HIV-1 resistance mutations in the integrase gene and changes in viral loads (VL) in plasma and cerebrospinal fluid (CSF). HIV-1 integrase sequence was successfully analysed in two plasma samples (days −8, and 405) and three CSF samples (days 224, 371 and 405). A major mutation of raltegravir resistance (Q148R) was detected in only one CSF sample (day 371) which reverted to wild-type (Q148) after cessation of RAL-containing regimen (day 405). HIV-1 integrase gene could not be amplified from the plasma sample taken at day 371. No other integrase mutations listed in mutations figures or described in user notes of the International AIDS Society-USA Drug Resistant Mutation Groups were detected. 4 Multiple drug resistance mutations in reverse transcriptase (A62V, V75I, F77L, Y115F, F116Y, Q151M, M184V and Y188L) and protease genes (L10I, K20R, E35D, M36I, M46I, H69K, V82F and I93L) were persistently detected in all successfully amplified samples
DISCUSSION
In the present case of HIV encephalopathy HIV-1 load was persistently higher in CSF than in plasma, suggesting active viral replication in the CNS, which continued under RAL-containing regimen.
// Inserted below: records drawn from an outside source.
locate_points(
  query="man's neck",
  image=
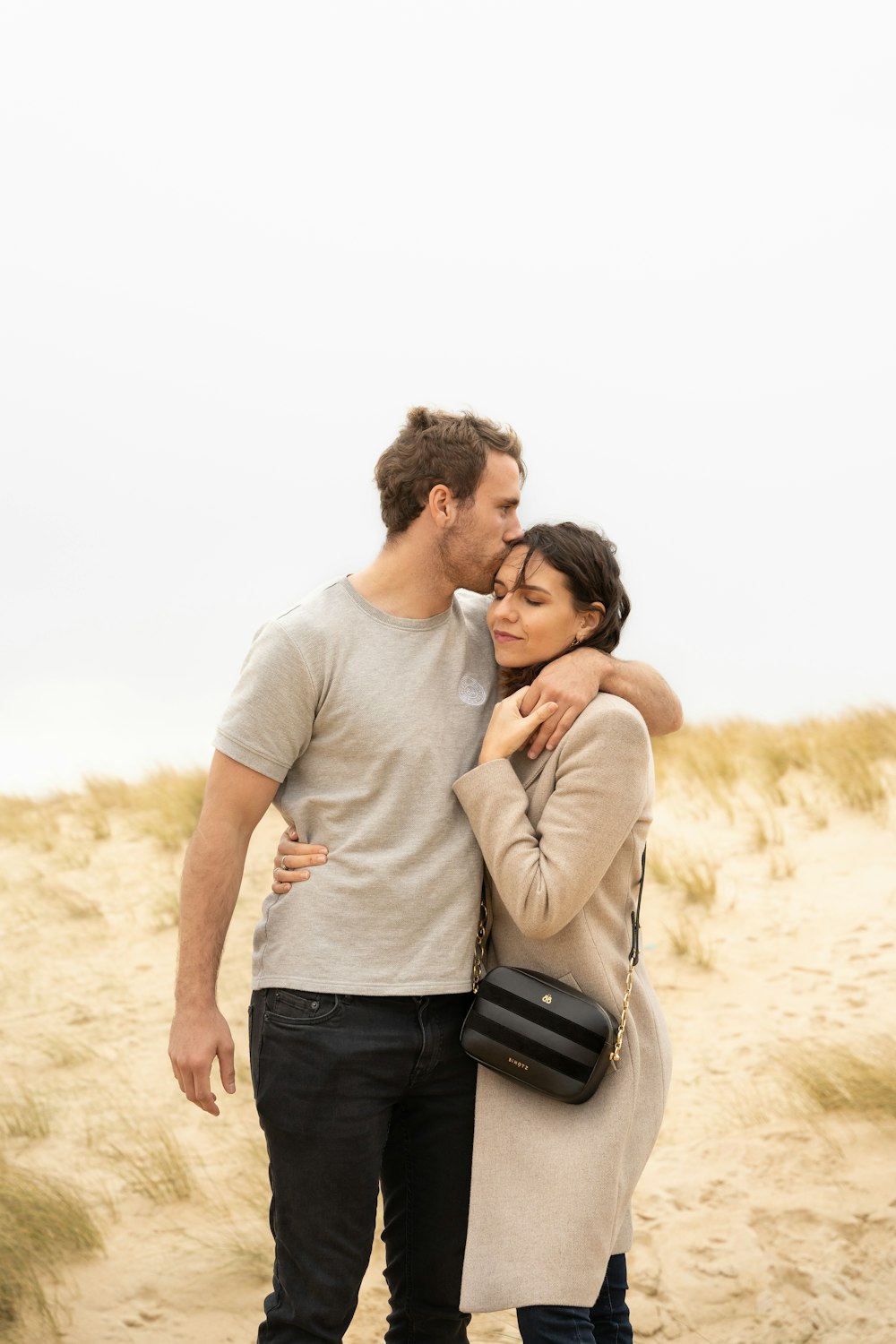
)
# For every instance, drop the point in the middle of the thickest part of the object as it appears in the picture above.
(405, 580)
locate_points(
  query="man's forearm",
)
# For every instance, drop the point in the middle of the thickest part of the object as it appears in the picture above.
(212, 873)
(651, 696)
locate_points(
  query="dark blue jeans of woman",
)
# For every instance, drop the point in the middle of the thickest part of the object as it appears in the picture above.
(605, 1322)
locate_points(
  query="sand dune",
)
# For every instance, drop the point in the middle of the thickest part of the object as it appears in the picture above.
(762, 1215)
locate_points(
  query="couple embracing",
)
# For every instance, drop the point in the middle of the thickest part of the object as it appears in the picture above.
(368, 715)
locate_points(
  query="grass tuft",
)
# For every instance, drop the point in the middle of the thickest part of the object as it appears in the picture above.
(24, 1117)
(694, 876)
(164, 806)
(155, 1166)
(686, 943)
(848, 754)
(839, 1080)
(43, 1223)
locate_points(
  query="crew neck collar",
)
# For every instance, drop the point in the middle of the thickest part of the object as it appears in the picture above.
(400, 623)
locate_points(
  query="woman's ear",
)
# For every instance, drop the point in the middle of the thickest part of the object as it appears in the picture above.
(591, 620)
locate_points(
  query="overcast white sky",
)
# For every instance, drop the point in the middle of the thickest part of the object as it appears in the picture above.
(239, 241)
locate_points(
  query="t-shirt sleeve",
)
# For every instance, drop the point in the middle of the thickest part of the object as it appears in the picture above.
(269, 719)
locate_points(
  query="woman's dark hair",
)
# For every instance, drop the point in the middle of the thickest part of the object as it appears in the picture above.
(587, 561)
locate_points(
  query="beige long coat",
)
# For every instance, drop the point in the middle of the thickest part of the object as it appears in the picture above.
(562, 839)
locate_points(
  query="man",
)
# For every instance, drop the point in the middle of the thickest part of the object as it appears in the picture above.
(357, 711)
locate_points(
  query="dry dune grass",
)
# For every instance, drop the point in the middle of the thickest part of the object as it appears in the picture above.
(43, 1223)
(858, 1081)
(848, 754)
(770, 914)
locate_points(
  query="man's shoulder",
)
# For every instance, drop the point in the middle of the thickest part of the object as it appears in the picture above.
(473, 605)
(322, 604)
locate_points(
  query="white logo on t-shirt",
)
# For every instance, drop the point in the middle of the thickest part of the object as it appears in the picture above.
(470, 691)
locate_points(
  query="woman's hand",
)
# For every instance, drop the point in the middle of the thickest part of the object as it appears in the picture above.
(295, 859)
(509, 728)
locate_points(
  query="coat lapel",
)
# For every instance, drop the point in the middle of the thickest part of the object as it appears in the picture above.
(530, 771)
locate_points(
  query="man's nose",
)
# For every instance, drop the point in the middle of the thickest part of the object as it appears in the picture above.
(513, 531)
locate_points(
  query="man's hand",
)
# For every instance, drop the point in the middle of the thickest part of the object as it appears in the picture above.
(236, 800)
(198, 1038)
(508, 728)
(295, 859)
(570, 682)
(575, 679)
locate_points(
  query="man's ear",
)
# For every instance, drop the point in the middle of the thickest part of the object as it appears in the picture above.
(443, 507)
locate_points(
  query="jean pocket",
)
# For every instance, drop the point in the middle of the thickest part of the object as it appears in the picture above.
(298, 1008)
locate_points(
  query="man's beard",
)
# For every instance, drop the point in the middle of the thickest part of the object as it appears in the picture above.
(465, 566)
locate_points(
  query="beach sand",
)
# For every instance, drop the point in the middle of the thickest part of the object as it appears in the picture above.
(761, 1215)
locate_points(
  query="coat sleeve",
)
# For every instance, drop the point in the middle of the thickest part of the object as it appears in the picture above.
(544, 876)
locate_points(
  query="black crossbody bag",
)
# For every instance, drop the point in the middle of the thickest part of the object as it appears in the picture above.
(540, 1031)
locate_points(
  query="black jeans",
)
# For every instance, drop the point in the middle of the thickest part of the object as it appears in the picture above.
(351, 1091)
(605, 1322)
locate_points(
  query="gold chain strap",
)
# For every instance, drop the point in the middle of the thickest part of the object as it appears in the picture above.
(478, 956)
(614, 1054)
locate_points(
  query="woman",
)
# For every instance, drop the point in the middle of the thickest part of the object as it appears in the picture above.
(563, 839)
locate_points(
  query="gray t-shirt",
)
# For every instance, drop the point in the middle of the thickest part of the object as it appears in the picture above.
(367, 719)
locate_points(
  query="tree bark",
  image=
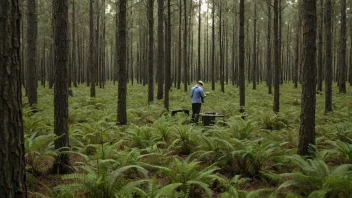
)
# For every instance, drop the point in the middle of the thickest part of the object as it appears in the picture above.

RAL has a lower genetic barrier to resistance compared with protease inhibitors (PIs) to which multiple mutations are necessary for HIV-1 to attain significant resistance. 2,3 Recently, RAL was reported to penetrate well into CSF, whereas the penetration of DRV and EFV are extremely limited. 5–7 In the present case, the altered cART seemed to suppress multidrug resistant HIV-1 replication successfully in the systemic circulation and lymph nodes in the presence of effective concentrations of RAL, DRV, and EFV. However, in the CNS, active replication was suppressed only imperfectly, most likely due to lower concentrations of DRV and EFV in the CSF, which induced the emergence of HIV-1 variants resistant to RAL, the only drug fully active against the previous HIV-1 variants. This case study illustrates the potential for RAL resistance developing in the CNS when the virus is already multi-drug resistant.